Scientific Publications by FDA Staff

J Infect Dis 2006 May 15;193(10):1344-9

Analysis of reversions in the 5'-untranslated region of attenuated poliovirus after sequential administration of inactivated and oral poliovirus vaccines.

Laassri M, Lottenbach K, Belshe R, Rennels M, Plotkin S, Chumakov K

Chumakov K, US FDA, Ctr Biol Evaluat & Res, 1401 Rockville Pike HFM-470, Rockville, MD 20852 USA US FDA, Ctr Biol Evaluat & Res, Rockville, MD 20852 USA Univ Maryland, Sch Med, Baltimore, MD 21201 USA St Louis Univ, St Louis, MO 63103 USA Univ Penn, Philadelphia, PA 19104 USA Sanofi Pasteur, Doylestown, PA USA

Replication of Sabin strains used in oral poliovirus vaccine (OPV) in the intestines of vaccine recipients leads to reversions that increase virus neurovirulence.

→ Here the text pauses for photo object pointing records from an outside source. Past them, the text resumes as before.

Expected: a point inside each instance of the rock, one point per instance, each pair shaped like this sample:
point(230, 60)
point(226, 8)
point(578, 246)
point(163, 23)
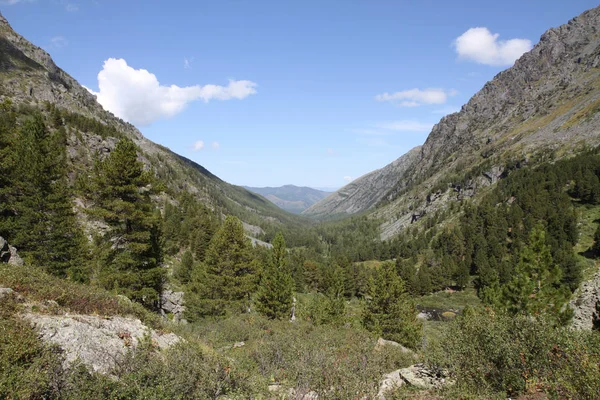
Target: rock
point(8, 253)
point(15, 259)
point(584, 304)
point(173, 303)
point(417, 376)
point(5, 292)
point(99, 343)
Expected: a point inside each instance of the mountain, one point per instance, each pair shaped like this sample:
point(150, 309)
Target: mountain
point(364, 192)
point(30, 79)
point(543, 108)
point(291, 198)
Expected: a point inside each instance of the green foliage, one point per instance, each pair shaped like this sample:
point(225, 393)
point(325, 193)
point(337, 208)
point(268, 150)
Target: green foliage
point(227, 278)
point(535, 287)
point(390, 312)
point(276, 290)
point(38, 213)
point(28, 368)
point(490, 354)
point(121, 192)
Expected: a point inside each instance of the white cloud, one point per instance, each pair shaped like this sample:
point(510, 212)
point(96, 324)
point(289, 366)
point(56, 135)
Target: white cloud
point(59, 41)
point(199, 145)
point(483, 47)
point(406, 126)
point(136, 95)
point(417, 97)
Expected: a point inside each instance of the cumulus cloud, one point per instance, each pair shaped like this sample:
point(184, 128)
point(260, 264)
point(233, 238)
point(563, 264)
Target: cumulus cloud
point(483, 47)
point(417, 97)
point(199, 145)
point(136, 95)
point(406, 126)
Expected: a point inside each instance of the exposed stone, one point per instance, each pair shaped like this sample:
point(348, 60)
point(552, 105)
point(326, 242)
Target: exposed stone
point(8, 253)
point(417, 376)
point(584, 304)
point(99, 343)
point(5, 292)
point(173, 303)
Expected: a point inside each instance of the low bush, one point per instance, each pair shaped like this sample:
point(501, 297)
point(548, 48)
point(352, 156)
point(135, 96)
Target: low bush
point(492, 353)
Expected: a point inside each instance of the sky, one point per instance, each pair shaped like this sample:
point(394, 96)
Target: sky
point(267, 93)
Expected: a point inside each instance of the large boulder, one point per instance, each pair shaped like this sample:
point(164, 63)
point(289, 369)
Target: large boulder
point(584, 304)
point(173, 303)
point(8, 254)
point(417, 376)
point(99, 343)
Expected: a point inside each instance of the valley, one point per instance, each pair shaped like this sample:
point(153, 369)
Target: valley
point(466, 268)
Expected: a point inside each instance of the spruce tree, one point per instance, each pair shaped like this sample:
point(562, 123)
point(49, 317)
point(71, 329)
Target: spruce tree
point(276, 291)
point(535, 287)
point(228, 275)
point(390, 312)
point(42, 223)
point(122, 194)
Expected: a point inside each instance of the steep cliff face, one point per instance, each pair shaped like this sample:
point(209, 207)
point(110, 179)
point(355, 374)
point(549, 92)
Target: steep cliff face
point(29, 77)
point(545, 106)
point(365, 192)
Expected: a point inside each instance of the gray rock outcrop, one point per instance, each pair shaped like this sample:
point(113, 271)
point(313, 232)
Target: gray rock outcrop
point(8, 253)
point(584, 304)
point(98, 343)
point(416, 375)
point(173, 303)
point(365, 192)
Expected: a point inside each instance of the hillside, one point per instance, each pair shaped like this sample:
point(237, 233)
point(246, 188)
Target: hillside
point(544, 107)
point(30, 78)
point(293, 199)
point(365, 192)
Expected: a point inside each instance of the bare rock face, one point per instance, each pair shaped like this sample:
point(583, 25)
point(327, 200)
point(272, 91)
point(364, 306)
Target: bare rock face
point(416, 375)
point(365, 192)
point(8, 253)
point(585, 303)
point(99, 343)
point(173, 303)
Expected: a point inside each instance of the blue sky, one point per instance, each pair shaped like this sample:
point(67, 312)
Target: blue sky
point(268, 93)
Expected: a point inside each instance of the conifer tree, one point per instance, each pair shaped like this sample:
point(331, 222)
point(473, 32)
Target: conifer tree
point(228, 276)
point(390, 312)
point(122, 194)
point(276, 291)
point(42, 225)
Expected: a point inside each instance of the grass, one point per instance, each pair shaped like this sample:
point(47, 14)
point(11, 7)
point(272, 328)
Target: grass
point(38, 286)
point(451, 301)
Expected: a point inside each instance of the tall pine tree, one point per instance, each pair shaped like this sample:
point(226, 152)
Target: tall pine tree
point(122, 195)
point(42, 223)
point(276, 291)
point(227, 277)
point(390, 312)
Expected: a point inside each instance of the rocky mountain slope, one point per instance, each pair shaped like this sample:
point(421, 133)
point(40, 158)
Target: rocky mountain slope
point(291, 198)
point(544, 107)
point(364, 192)
point(30, 78)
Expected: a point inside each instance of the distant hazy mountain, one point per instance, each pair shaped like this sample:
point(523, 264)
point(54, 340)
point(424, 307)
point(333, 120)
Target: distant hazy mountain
point(291, 198)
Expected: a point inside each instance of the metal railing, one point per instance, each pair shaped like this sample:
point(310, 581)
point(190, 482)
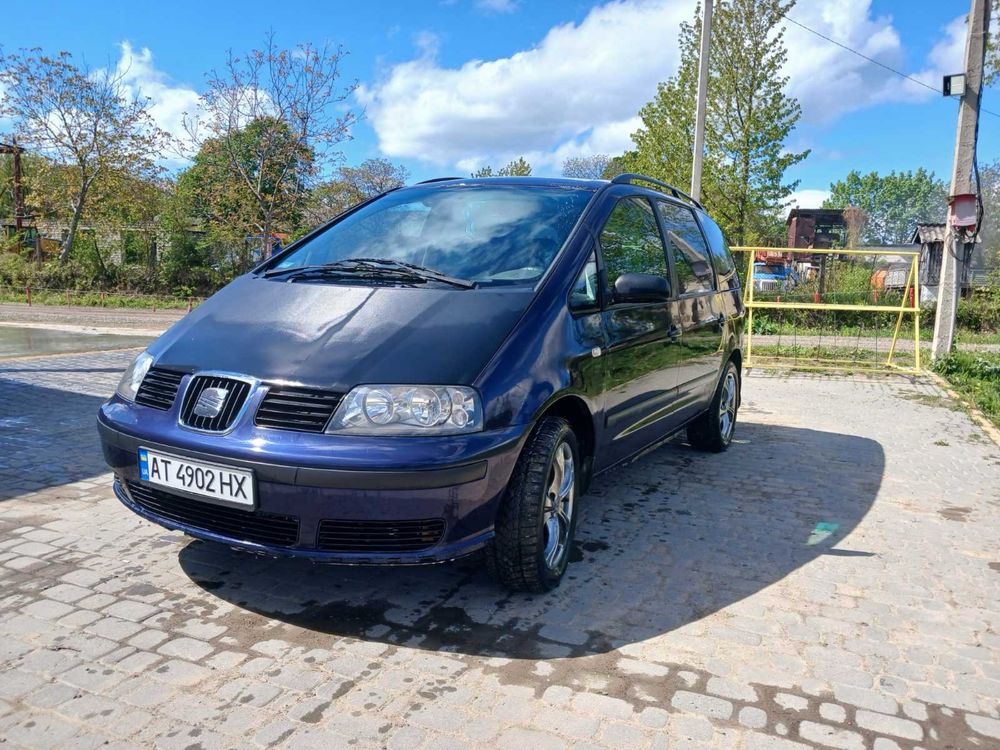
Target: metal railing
point(813, 355)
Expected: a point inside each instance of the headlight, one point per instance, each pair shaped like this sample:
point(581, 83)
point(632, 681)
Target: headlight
point(408, 410)
point(133, 376)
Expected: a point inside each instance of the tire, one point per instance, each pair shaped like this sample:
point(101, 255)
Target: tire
point(713, 430)
point(537, 518)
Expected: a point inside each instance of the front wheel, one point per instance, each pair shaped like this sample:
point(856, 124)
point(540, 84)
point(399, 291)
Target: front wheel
point(713, 430)
point(537, 518)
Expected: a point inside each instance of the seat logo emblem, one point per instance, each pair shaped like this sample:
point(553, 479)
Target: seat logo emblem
point(211, 401)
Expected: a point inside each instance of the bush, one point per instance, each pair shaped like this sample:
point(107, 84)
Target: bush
point(976, 375)
point(981, 313)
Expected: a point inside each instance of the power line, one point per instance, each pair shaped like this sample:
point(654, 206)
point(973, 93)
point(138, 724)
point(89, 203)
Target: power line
point(863, 56)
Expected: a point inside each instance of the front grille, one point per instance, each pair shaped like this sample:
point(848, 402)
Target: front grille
point(236, 394)
point(240, 525)
point(304, 409)
point(159, 388)
point(379, 536)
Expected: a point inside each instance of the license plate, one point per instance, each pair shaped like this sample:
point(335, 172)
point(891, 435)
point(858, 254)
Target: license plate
point(212, 482)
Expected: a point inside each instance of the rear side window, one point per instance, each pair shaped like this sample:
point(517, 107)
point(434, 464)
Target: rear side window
point(688, 247)
point(722, 259)
point(630, 241)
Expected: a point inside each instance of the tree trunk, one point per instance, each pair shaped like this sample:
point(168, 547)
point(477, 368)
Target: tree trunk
point(74, 224)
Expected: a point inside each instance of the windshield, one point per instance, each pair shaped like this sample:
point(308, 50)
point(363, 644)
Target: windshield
point(490, 235)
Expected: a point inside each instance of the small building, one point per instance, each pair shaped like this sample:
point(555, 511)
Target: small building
point(931, 238)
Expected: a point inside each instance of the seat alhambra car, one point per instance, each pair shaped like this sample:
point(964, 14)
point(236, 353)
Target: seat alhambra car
point(437, 371)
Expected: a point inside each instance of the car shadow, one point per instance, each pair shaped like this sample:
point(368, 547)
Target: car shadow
point(48, 436)
point(674, 536)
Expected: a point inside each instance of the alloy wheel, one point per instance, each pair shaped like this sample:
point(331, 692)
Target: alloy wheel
point(557, 512)
point(727, 406)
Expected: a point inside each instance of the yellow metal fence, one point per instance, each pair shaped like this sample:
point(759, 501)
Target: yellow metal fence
point(840, 352)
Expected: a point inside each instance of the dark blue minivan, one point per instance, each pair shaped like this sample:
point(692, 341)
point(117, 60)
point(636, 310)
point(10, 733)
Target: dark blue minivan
point(437, 371)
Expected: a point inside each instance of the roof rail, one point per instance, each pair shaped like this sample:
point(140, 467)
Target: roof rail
point(629, 177)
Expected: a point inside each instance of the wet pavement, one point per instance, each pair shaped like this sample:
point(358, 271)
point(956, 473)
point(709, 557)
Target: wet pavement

Previously, a small study reported that prior immunization with inactivated poliovirus vaccine (IPV) resulted in faster accumulation of revertant virus, thus potentially increasing the risk of vaccine-associated paralytic poliomyelitis. We studied the impact that prior immunization with IPV and OPV has on shedding of revertant virus by healthy infants. By polymerase chain reaction (PCR), we amplified full-length poliovirus genomes directly from stool specimens from unimmunized infants and from infants previously immunized with IPV or OPV. The amplicons were used to quantify reversions in the 5'-untranslated region, using oligonucleotide microarray hybridization. Nearly all 140 samples that were PCR positive contained varying amounts of revertants of all 3 poliovirus serotypes. Polioviruses of Sabin types 2 and 3 reverted more easily than those of type 1. Prior vaccination with IPV did not increase the proportion of revertants after OPV administration.